Eram tempos difíceis.
Com mãos calejadas e gastas, lavavam não apenas a roupa, mas também as memórias e histórias de uma comunidade que foi desaparecendo.
O sol brilhava sobre elas, como se o próprio céu quisesse aplaudir o seu labor. As gargalhadas das crianças a banharem-se no rio, misturavam-se ao barulho das águas, enquanto as lavadeiras, de coração aberto, transformavam o árduo trabalho numa dança de rins e gestos, cantavam as suas mágoas.
Naquela cidade onde o Mondego corre com a mesma determinação de sempre, percebe-se que a vida, por mais difícil que seja, é feita de pequenos momentos de beleza.
E assim, Coimbra respirava, vivia e encantava com suas cores, sabores e cheiros, e principalmente, com as histórias que se entrelaçam nas correntes da memória.
As lavadeiras do Mondego já não cantam ao bater da roupa. A ponte do Modesto já não existe. As barcas que transportavam a roupa e desciam o rio até á cidade são memórias do passado. As máquinas substituíram a força de mulheres que carregavam as trouxas de roupa à cabeça e os filhos debaixo dos braços. Já não há areal e os que existem são agora praias fluviais, onde as gargalhadas infantis já não se misturam com as águas e a melodia das lavadeiras perdeu-se na bruma do tempo.
Recordo com saudade as manhãs quentes, quando a água do Mondego, fresca como a memória, acolhia o labor das mulheres que, com os braços fortes e corações generosos, dedicavam-se a um ofício tão simples quanto árduo e sublime. A bandeira colorida das suas saias balançava ao vento, enquanto os seus cabelos reluziam sob a luz do sol e dos lenços coloridos, marcados pelos anos de trabalho e pelos sorrisos partilhados nas horas de descanso.
O rufar da roupa batida nas pedras foi trocado pelo zumbido mecânico que ecoa nas casas, criando um vazio que apenas deixa vestígios de um passado vibrante. As conversas animadas e as canções que preenchiam o ar foram silenciadas, e no seu lugar, há um silêncio que pesa, como uma sombra sobre o rio.
Os areais do rio, agora praias fluviais, antes espaços de encontro e de partilha, agora acolhem os veraneantes , mas por vezes parece que a alma de Coimbra se esconde nas profundezas do Mondego.
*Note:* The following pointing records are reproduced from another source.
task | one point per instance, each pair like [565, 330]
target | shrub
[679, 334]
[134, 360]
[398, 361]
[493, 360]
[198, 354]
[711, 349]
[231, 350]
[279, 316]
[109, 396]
Nesses momentos de nostalgia, dá-se conta de que cada pedra do rio guarda um fragmento das histórias e dos rostos das mulheres que, com força e determinação, trouxeram vida às suas margens.
E, embora os tempos tenham mudado, a essência da cidade persiste. O Mondego continua a correr, talvez não tão puro, mas ainda cheio de histórias. Lembro-me, então, das lavadeiras e da sua sabedoria silenciosa, que nos ensina a valorizar o passado e a força das mulheres que, mesmo em tempos difíceis, encontraram beleza no simples ato de se fazerem ouvir através de cada gota de água.
Porque a história de Coimbra não se apaga. As memórias dos seus risos e dos seus fardos, permanece nos corações de todos aqueles que amam esta cidade, um testemunho da coragem e da resiliência que, transcendendo o tempo, continua a inspirar novas gerações. E quem sabe, no murmúrio das águas, ainda possamos escutar as suas vozes, a ecoar, como um farol de esperança, num mundo que tanto necessita de recordar a força da tradição e da união.